Friday, January 6, 2012

The Declaration by Gemma Malley

Amazon Description: "It's the year 2140 and Longevity drugs have all but eradicated old age. A never-aging society can't sustain population growth, however…which means Anna should never have been born. Nor should any of the children she lives with at Grange Hall. The facility is full of boys and girls whose parents chose to have kids--called surpluses--despite a law forbidding them from doing so. These children are raised as servants, and brought up to believe they must atone for their very existence. Then one day a boy named Peter appears at the Hall, bringing with him news of the world outside, a place where people are starting to say that Longevity is bad, and that maybe people shouldn't live forever. Peter begs Anna to escape with him, but Anna's not sure who to trust: the strange new boy whose version of life sounds like a dangerous fairy tale, or the familiar walls of Grange Hall and the head mistress who has controlled her every waking thought?
   Chilling, poignant, and endlessly though-provoking, The Declaration is a powerful debut that will have readers agonizing over Anna's fate until the very last page."

My Review: The Declaration was a very DIFFERENT type of dystopian book. For one thing, it wasn't too unrealistic. There was obviously the futuristic aspect---certain people slaves for messed-up reasons---and there was also some of the creepy advanced technology (a serum that helps you stay young for almost forever!). But for the most part? Very realistic! No flying hover cars, no holographic people, no destroyed countries... It all made sense. That's what I liked about it---it didn't follow the cliche dystopian outline (even though I do like that outline, at times...). The characters were interesting and easy to read about, not too serious or war-like; they were more realistic. They actually SEEMED like teenagers. I personally feel that no matter what year---whether 1400 or 3100---and what type of society, teens will be teens.

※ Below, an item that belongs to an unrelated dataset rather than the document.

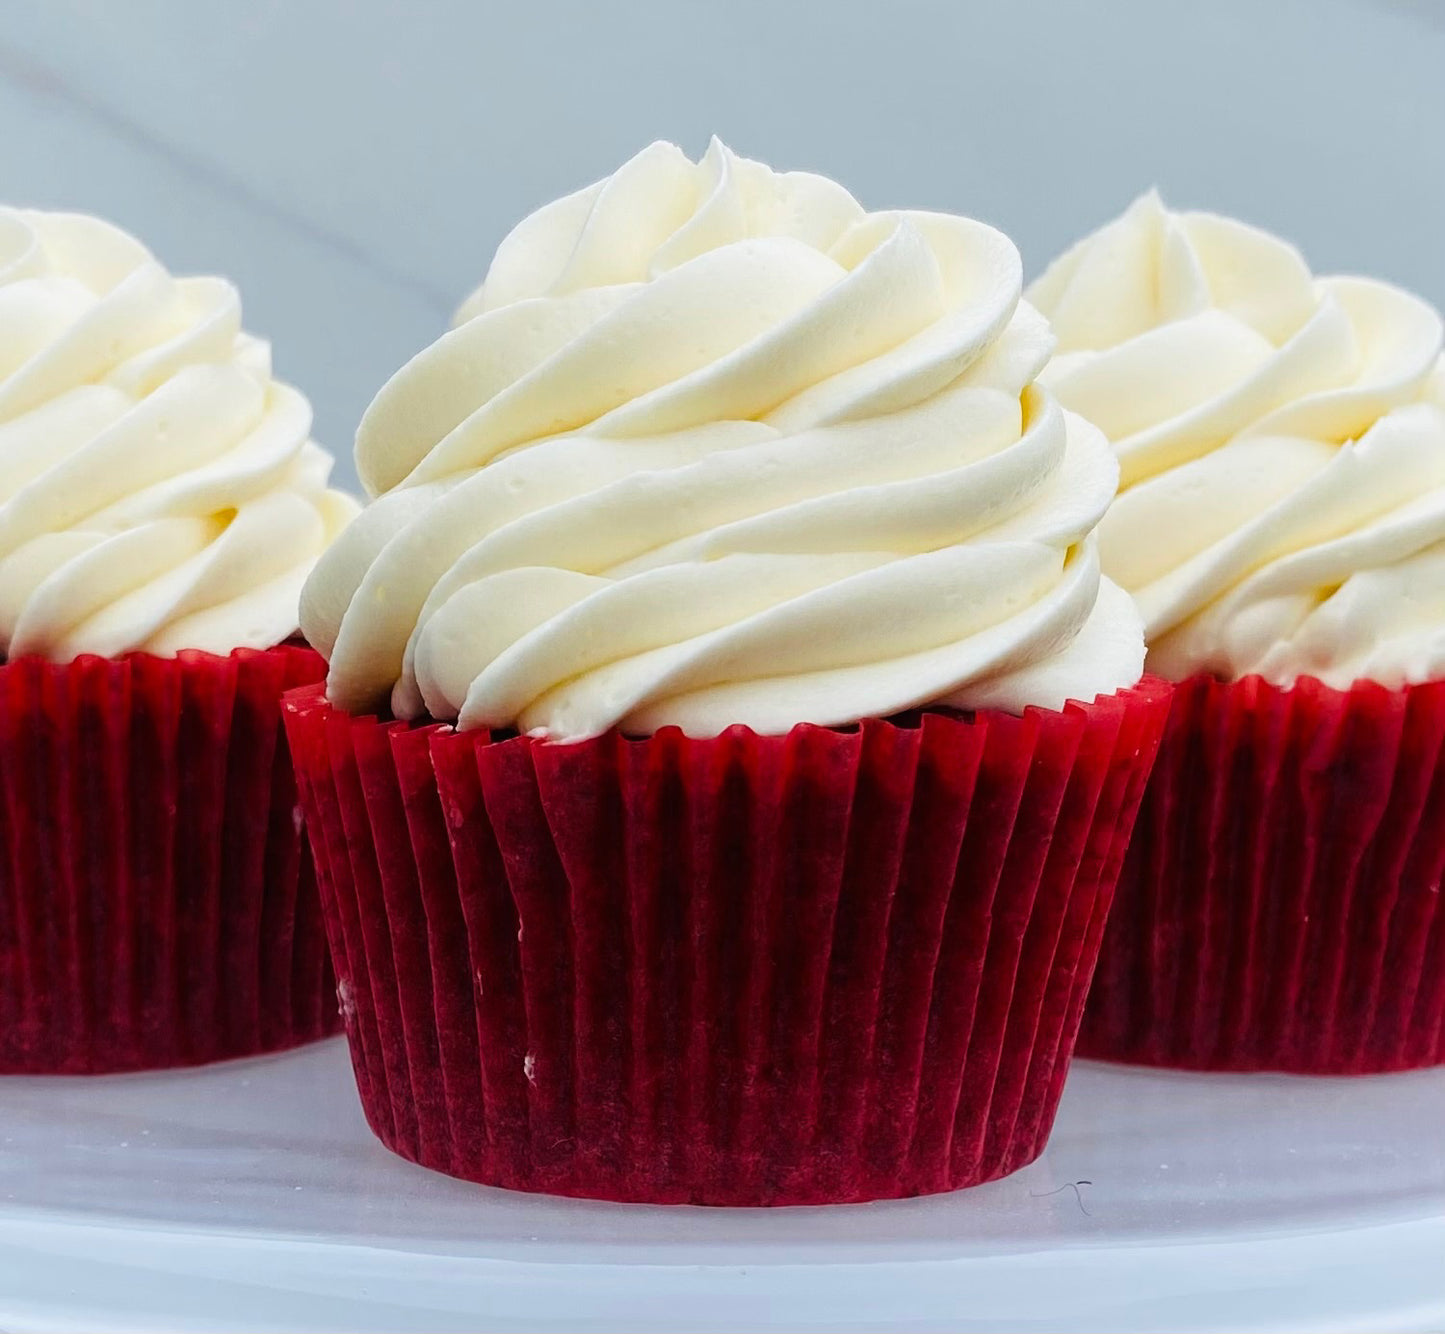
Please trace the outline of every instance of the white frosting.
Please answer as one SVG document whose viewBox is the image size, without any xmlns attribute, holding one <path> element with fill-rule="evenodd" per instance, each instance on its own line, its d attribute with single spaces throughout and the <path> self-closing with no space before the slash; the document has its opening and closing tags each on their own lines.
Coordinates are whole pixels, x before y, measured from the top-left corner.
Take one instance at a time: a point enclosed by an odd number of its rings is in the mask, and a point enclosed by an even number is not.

So the characters worked. The plot was interesting and kept me reading and flowed well. It also made me think quite a bit. The social commentary was all about how people obsess so much over their looks THESE days, going to extremes (plastic surgery)...what will they do in a hundred, or a thousand, years, when technology is even MORE advanced? ...An intriguing and creepy question, no? Anyway, this was a pretty good book. Not TOO exciting or amazing, but a good, solid read.

Cover: The cover is very pretty. I love the colors together: scarlet, sky blue, and steel gray. Who knew they'd go so well together? The image is beautiful as well, pretty yet twisted, a butterfly trapped within coils of wire. Think about the symbolism of THAT!